Administration Has Claimed Recent Revenue Growth Shows Tax Cuts “Pay for Themselves”

Following the unexpectedly strong growth in revenues in 2005, the President,  the Vice President,  and key Congressional leaders asserted that the revenue increase showed tax cuts were “paying for themselves” by boosting economic growth, and they are now reiterating these claims.  President Bush stated today, “The economic growth fueled by tax relief has helped send our tax revenues soaring.
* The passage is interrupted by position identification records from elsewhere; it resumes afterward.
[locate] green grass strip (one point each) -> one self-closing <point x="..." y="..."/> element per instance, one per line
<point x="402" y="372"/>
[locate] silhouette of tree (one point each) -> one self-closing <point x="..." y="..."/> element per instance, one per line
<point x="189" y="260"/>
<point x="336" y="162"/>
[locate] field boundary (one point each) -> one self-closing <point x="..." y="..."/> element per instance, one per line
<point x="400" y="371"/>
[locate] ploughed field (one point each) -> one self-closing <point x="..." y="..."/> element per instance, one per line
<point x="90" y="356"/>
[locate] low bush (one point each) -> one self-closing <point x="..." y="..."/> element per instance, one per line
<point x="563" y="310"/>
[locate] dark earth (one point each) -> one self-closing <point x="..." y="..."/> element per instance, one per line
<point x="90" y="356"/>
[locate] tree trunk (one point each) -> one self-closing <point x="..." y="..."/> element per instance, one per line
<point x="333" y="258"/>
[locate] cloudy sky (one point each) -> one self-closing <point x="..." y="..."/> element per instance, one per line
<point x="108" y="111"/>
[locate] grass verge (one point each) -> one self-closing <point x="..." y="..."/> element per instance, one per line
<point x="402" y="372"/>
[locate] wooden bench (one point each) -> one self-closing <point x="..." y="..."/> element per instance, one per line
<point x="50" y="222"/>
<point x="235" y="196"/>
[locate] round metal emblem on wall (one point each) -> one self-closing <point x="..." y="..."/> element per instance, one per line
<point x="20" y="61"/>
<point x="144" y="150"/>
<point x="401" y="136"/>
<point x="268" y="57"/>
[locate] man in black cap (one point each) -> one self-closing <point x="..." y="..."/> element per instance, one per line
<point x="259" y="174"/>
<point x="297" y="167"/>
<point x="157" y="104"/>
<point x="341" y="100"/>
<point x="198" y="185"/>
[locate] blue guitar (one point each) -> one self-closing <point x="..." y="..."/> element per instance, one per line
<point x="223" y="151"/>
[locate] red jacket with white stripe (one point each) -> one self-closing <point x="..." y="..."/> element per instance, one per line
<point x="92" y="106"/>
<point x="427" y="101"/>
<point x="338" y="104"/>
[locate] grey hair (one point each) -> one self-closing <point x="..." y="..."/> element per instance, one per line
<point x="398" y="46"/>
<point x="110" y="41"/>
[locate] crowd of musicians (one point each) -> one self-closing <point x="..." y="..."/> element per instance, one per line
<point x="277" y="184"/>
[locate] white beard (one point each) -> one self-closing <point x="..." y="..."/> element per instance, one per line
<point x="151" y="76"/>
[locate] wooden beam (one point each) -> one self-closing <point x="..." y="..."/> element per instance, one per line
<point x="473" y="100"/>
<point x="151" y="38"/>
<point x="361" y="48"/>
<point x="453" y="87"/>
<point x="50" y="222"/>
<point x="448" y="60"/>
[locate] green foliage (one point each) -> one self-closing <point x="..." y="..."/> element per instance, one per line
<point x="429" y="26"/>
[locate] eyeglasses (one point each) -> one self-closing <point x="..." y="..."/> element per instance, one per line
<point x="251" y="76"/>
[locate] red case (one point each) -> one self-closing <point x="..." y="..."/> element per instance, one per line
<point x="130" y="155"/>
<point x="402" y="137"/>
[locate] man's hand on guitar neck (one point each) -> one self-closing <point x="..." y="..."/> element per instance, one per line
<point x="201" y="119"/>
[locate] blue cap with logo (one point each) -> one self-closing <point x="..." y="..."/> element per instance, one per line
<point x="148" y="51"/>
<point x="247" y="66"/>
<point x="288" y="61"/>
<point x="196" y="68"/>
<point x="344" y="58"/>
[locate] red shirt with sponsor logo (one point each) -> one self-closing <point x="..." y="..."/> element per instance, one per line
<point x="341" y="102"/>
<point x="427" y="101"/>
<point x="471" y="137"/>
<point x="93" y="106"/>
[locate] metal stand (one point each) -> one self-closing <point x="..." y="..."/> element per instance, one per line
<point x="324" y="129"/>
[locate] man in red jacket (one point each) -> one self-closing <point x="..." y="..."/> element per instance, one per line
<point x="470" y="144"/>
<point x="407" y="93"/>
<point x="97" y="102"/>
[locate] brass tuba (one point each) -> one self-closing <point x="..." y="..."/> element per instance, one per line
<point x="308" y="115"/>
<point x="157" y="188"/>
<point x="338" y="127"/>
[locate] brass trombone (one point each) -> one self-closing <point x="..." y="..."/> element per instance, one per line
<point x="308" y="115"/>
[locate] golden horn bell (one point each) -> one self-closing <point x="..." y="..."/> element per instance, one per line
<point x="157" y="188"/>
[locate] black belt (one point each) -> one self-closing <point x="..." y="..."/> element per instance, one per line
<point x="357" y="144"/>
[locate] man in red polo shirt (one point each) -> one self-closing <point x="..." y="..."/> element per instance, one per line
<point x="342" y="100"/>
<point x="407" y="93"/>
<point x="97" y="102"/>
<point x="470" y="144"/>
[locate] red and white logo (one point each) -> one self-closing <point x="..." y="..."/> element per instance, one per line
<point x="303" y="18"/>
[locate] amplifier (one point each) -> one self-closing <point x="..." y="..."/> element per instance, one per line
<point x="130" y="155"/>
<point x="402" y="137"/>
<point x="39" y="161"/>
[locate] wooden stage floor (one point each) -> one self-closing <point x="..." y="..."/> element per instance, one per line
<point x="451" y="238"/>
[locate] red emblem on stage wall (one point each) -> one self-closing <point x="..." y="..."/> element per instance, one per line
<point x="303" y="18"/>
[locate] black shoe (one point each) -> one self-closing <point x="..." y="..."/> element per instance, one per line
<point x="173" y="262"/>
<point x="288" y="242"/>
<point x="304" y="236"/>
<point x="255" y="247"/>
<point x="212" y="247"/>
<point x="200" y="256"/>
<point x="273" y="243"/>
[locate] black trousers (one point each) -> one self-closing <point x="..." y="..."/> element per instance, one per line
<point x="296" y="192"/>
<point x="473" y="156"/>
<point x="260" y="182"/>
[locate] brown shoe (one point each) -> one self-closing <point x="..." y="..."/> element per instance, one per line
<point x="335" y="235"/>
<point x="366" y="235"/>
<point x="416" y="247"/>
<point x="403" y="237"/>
That's what's happened.”a  Early in the year, he commented, “You cut taxes and the tax revenues increase.”b  Similarly, Vice-President Cheney has claimed, “The tax cuts have translated into higher federal revenues.” Majority Leader Frist wrote that recent experience demonstrates, “when done right, tax cuts actually result in more money for government.”d

In looking at only one or two year’s worth of recent experience, however, such claims ignore the rest of the historical record, which tells a far different story.  In 1981, Congress approved very large supply-side tax cuts, dramatically lowering marginal income-tax rates.  In 1990 and 1993, by contrast, Congress raised marginal income-tax rates on the well off.  Despite the very different tax policies followed during these two decades, there was virtually no difference in real per-person economic growth in the 1980s and 1990s.  Real per-person revenues, however, grew about twice as quickly in the 1990s, when taxes were increased, as in the 1980s, when taxes were cut (see graph).
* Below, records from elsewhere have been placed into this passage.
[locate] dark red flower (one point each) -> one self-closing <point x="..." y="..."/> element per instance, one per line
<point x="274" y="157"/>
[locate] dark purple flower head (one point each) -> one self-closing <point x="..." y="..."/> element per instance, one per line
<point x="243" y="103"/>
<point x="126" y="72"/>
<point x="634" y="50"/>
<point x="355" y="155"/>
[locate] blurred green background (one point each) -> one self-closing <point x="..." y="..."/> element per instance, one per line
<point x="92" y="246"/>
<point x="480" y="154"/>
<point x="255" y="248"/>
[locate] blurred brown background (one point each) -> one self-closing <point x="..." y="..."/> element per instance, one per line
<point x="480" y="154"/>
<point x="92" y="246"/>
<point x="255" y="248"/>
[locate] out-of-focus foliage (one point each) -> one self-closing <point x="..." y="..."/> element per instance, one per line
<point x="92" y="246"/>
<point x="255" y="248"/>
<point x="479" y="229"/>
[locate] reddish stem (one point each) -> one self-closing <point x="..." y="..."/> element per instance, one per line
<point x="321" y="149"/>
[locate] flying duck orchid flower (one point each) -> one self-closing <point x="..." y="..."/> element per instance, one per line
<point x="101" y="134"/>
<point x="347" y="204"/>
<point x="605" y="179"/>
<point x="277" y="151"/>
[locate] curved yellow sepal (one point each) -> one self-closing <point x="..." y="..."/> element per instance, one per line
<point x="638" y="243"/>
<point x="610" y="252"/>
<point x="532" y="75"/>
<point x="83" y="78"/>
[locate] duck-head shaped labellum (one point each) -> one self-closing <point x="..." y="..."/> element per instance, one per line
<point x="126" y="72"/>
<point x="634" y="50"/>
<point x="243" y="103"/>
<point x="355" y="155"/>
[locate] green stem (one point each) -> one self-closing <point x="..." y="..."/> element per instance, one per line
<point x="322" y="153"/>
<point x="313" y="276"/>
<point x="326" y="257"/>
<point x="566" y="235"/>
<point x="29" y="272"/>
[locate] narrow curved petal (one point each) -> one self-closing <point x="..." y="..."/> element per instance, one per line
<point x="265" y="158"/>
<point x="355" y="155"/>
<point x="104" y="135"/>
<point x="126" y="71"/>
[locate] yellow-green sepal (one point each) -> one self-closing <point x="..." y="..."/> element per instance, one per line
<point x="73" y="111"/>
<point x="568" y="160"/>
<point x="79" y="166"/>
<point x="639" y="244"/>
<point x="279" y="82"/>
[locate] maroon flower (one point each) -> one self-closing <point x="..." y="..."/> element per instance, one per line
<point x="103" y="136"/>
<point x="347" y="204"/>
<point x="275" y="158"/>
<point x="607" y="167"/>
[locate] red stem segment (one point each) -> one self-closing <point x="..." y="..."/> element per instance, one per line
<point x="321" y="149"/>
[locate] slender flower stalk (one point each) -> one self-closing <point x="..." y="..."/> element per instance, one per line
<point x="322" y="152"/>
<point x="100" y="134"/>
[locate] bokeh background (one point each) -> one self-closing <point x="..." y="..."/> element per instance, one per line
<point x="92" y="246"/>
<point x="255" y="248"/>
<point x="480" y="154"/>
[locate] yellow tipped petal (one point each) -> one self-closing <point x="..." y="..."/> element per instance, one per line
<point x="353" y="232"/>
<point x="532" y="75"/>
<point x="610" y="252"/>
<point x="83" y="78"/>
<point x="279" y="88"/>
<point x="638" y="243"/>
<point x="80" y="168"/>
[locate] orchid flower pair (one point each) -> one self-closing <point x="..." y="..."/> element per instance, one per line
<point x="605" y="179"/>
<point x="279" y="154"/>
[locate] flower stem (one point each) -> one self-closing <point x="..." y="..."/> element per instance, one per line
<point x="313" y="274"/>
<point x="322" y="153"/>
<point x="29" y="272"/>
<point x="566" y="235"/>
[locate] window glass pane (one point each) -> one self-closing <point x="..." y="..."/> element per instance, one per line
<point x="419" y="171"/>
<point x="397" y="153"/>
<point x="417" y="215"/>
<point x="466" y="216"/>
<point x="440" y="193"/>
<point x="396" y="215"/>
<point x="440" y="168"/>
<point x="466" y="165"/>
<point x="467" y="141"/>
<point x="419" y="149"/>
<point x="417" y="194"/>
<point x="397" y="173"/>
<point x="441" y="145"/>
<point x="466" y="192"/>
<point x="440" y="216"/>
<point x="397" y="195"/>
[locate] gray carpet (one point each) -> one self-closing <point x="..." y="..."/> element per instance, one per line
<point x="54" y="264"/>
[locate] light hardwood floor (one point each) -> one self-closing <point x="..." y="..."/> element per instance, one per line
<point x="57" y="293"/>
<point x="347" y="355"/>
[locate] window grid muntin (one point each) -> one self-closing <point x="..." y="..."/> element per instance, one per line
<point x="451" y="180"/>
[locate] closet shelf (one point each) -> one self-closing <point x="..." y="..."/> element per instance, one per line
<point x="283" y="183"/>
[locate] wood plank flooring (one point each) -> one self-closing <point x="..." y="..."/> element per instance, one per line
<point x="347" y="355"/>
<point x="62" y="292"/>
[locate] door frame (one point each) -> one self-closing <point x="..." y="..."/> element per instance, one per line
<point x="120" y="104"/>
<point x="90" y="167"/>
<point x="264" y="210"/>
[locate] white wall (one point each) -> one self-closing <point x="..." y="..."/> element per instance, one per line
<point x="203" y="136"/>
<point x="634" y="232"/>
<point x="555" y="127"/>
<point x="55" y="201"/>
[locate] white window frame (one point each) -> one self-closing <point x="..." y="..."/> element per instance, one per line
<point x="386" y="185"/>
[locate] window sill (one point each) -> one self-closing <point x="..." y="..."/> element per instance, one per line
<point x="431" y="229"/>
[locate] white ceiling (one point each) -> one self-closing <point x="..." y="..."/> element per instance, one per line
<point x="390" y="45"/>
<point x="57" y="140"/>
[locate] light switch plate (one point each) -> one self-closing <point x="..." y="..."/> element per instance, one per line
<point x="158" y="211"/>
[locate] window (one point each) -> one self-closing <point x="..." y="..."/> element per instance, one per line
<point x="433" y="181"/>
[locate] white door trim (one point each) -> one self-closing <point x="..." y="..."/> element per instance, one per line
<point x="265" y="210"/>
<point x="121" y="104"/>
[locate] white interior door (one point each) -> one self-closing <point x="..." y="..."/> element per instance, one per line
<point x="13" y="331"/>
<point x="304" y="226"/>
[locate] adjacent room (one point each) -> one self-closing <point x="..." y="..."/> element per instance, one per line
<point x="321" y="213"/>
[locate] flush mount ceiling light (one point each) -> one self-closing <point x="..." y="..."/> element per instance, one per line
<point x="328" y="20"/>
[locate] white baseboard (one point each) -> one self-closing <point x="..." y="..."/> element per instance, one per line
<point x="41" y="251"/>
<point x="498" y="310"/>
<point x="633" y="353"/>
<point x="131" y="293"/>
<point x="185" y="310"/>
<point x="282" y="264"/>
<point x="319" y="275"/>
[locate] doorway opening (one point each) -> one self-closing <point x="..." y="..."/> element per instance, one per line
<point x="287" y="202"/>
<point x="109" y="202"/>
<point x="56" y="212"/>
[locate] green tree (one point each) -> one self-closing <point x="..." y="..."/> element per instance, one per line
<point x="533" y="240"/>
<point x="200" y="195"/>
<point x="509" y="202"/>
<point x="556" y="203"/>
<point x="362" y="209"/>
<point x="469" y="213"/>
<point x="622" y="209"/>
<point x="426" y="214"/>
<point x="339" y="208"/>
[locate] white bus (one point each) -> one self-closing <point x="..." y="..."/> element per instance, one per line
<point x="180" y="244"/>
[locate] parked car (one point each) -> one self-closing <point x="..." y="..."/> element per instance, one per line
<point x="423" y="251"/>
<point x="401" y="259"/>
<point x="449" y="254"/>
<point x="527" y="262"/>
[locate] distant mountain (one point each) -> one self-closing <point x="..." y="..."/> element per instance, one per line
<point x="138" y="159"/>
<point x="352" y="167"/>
Moreover, based on the Administration’s own, new projections, GDP growth during the current decade is expected to be only about the same as during the 1980s and 1990s.  Yet even after taking into account the unexpected increase in revenues this year and the new, higher projections for future years, the Administration’s  own estimates indicate that revenue growth in this decade is expected to be much weaker than in either the 1980s or the 1990s.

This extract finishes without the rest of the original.